M&M — Você vê esse cenário mudando no futuro? Como?

Singh — É uma boa pergunta. Acredito no poder das outras formas de ser, pensar e viver. Historicamente existem exemplos realmente bons onde as pessoas viveram de uma forma menos egocêntrica e menos divisiva. Um desafio é que, hoje, há muitas pessoas dedicadas em manter as pessoas divididas. Se tomarmos as mídias sociais como exemplo, há o desafio do vício que muitos de nós temos com as mídias sociais e estar online como uma distração diária ou como um aumento de dopamina. Mas os líderes dessas empresas têm suas próprias ambições e agendas políticas que desejam garantir e, portanto, investem muito de sua riqueza para manter as coisas como estão. Não tenho certeza de como será mudar onde a sociedade está agora. Estou esperançoso de que isso acabará acontecendo, mas acho que há muito contra o qual temos que lutar para fazer essa mudança acontecer e algumas dessas coisas não são tão fáceis de ver, porque estão nos bastidores.

M&M — Algumas plataformas estão reduzindo políticas de moderação de conteúdo. Qual a sua avaliação sobre essas decisões?

Singh — É muito perigoso. Acho que a razão pela qual muitas dessas políticas foram implementadas pela primeira vez foi porque certos líderes e defensores reconhecem os perigos das mídias sociais e disseram: “bem, por que não apresentamos algumas medidas que ajudarão a proteger as pessoas contra os danos?”. E agora para dizer que “não nos importamos mais com esses danos e voltaremos a ser como as coisas eram” é muito irresponsável e é realmente perigoso para as pessoas que são afetadas pela propaganda negativa, a manipulação de histórias e assim por diante. Por isso estou muito cético de que isso será uma coisa boa, especialmente como alguém que vem da comunidade que experimentou as consequências da propaganda política em primeira mão. Estou esperançoso de que verão rapidamente que isso não é bom ideia e voltaremos às políticas que eles tinham antes.

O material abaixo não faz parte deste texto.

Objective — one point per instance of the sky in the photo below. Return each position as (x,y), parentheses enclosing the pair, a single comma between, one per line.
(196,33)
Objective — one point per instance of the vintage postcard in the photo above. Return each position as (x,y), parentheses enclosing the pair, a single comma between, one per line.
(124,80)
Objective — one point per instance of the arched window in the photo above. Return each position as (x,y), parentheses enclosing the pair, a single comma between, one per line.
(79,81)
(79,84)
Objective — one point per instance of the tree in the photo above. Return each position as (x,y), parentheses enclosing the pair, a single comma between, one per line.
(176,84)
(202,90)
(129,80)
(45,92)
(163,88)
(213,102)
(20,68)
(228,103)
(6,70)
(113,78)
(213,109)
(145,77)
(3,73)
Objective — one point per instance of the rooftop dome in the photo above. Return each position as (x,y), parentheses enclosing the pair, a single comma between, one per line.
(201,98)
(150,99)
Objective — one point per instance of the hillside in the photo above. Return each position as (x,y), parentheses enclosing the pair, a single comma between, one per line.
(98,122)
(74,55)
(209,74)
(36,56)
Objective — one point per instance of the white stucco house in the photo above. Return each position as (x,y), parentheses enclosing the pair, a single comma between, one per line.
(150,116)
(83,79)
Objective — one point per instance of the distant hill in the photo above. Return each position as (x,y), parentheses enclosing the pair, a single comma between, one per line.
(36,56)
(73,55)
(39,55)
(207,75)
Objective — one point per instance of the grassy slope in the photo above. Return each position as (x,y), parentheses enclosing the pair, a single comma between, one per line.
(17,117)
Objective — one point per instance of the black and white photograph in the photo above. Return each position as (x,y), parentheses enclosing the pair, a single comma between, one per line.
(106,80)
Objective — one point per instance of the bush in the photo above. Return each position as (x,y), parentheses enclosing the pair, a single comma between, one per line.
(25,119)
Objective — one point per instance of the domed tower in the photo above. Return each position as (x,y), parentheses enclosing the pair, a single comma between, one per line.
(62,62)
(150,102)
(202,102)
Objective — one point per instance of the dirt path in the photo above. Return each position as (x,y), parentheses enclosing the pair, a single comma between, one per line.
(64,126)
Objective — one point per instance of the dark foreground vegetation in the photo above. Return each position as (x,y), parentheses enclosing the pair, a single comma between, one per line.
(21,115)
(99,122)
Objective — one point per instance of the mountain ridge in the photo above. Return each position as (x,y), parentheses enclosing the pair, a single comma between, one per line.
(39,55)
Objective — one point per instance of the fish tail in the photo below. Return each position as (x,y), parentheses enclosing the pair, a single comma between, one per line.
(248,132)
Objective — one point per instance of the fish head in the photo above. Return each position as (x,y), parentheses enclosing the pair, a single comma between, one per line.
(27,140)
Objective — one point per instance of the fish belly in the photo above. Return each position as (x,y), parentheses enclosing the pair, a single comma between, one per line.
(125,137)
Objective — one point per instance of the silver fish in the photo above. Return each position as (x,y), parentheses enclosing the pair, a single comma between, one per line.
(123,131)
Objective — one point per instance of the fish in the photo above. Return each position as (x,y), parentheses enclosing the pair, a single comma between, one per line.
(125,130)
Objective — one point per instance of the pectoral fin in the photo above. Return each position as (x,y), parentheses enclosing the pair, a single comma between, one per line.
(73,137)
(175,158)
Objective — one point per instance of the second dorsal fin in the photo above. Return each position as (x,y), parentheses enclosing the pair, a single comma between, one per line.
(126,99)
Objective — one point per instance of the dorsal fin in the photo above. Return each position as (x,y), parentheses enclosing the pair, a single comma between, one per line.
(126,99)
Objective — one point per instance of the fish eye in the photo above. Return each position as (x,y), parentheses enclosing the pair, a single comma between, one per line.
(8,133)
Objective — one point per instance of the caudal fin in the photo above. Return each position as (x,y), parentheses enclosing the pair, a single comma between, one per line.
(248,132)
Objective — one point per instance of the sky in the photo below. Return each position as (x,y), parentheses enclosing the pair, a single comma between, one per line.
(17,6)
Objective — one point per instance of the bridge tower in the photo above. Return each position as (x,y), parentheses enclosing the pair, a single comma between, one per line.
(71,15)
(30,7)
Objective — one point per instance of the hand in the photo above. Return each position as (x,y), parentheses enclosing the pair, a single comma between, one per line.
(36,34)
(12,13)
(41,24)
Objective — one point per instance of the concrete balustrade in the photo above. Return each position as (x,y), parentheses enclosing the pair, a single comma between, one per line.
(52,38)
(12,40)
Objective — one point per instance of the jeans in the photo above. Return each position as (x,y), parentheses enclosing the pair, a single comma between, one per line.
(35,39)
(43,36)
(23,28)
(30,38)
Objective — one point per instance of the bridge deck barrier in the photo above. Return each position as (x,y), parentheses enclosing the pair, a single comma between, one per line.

M&M — Muitas empresas estão encerrando seus programas de diversidade. Quais as consequências disso para o ambiente de trabalho e os relacionamentos em geral?

Singh — Alguns elementos de impacto que me preocupam. Um deles é que vai ser ainda mais difícil para as pessoas que vêm de origens diversas falarem abertamente sobre suas experiências. Um dos benefícios reais do trabalho de diversidade e inclusão foi que ele estava criando uma cultura globalmente onde quaisquer que sejam suas identidades, de onde quer que você venha e como você escolha viver, todos deveriam ser respeitados e visibilizados. Para muitas pessoas, inclusive eu, essas são partes realmente importantes de quem somos. Ser capaz de ser aberto sobre elas e ser entendido é realmente importante. Não acho que essa importância está mudando. Estou muito desapontado por saber que muitas pessoas se sentirão invisíveis, vão sentir que não pertencem onde estão, que ninguém se importa com eles.

M&M — Como podemos criar solidariedade e conexões mais profundas?

Singh — É realmente muito simples e já sabemos como fazê-lo. Simplesmente não pensamos nisso de uma forma que se aplique ao local de trabalho ou a comunidades maiores. Temos que começar em nossos relacionamentos individuais, as pessoas de quem estamos próximos com quem passamos tempo todos os dias e realmente investir em conhecer um ao outro, para entender de onde as pessoas vêm, para ser menos crítico sobre quem as pessoas são, e realmente começar a aceitar e se importar. Isso nos dará a base para um relacionamento profundo que não desmorona quando as coisas ficam difíceis. O ponto de partida realmente é um cuidado genuíno uns com os outros. Se pudermos fazer isso, todas as outras peças se encaixaram.